An integrated protocol for targeted mutagenesis with CRISPR-Cas9 system in the pea aphid

Abstract CRISPR-Cas9 technology is a very efficient functional analysis tool and has been developed in several insects to edit their genome through injection of eggs with guide RNAs targeting coding sequences of genes of interest. However, its implementation in aphids is more challenging. Aphids are major pests of crops worldwide that alternate during their life cycle between clonality and sexual reproduction. The production of eggs after mating of sexual individuals is a single yearly event and is necessarily triggered by a photoperiod decrease. Fertilized eggs then experience an obligate 3-month diapause period before hatching as new clonal colonies. Taking into consideration these particularities, we developed in the pea aphid Acyrthosiphon pisum a step-by-step protocol of targeted mutagenesis based on the microinjection within fertilized eggs of CRISPR-Cas9 components designed for the editing of a cuticular protein gene ( stylin-01 ). This protocol includes the following steps: i ) the photoperiod-triggered induction of sexual morphs (2 months), ii ) the mating and egg collection step (2 weeks), iii ) egg microinjection and melanization, iv ) the 3-month obligate diapause, v ) the hatching of new lineages from injected eggs (2 weeks) and vi ) the maintenance of stable lineages (2 weeks).
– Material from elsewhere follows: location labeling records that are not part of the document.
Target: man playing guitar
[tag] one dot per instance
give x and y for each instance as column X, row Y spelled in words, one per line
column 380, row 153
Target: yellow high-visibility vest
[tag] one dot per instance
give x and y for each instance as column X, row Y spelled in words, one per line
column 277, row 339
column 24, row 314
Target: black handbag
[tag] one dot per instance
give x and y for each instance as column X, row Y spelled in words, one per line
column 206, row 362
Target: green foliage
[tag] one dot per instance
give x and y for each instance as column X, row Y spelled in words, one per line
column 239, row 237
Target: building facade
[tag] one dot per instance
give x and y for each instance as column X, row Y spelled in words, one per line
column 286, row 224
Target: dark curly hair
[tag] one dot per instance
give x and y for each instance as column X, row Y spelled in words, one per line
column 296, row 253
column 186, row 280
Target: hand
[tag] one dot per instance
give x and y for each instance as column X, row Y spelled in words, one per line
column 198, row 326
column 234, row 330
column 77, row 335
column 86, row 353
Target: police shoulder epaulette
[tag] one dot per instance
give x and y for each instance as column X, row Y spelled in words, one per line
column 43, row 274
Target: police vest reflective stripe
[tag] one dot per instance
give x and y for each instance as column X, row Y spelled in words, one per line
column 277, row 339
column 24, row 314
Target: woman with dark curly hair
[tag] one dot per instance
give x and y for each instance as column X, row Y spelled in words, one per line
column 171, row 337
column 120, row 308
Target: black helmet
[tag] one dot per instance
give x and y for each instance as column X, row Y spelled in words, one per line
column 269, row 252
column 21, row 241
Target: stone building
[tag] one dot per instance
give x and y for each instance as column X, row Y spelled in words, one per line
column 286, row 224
Overall, this 7-month long procedure was applied to three different crosses in order to estimate the impact of the choice of the genetic combination on egg production dynamics by females as well as hatching rates after diapause. Mutation rates within eggs before diapause were estimated at 70–80%. The hatching rate of injected eggs following diapause ranged from 1 to 11% depending on the cross and finally a total of 17 stable lineages were obtained and maintained clonally. Out of these, 6 lineages were mutated at the defined sgRNAs target sites within stylin-01 coding sequence, either at the two alleles (2 lineages) or at one allele (4 lineages). The final germline transmission rate of the mutations was thus around 35%. Our protocol of an efficient targeted mutagenesis opens the avenue for functional studies through genome editing in aphids.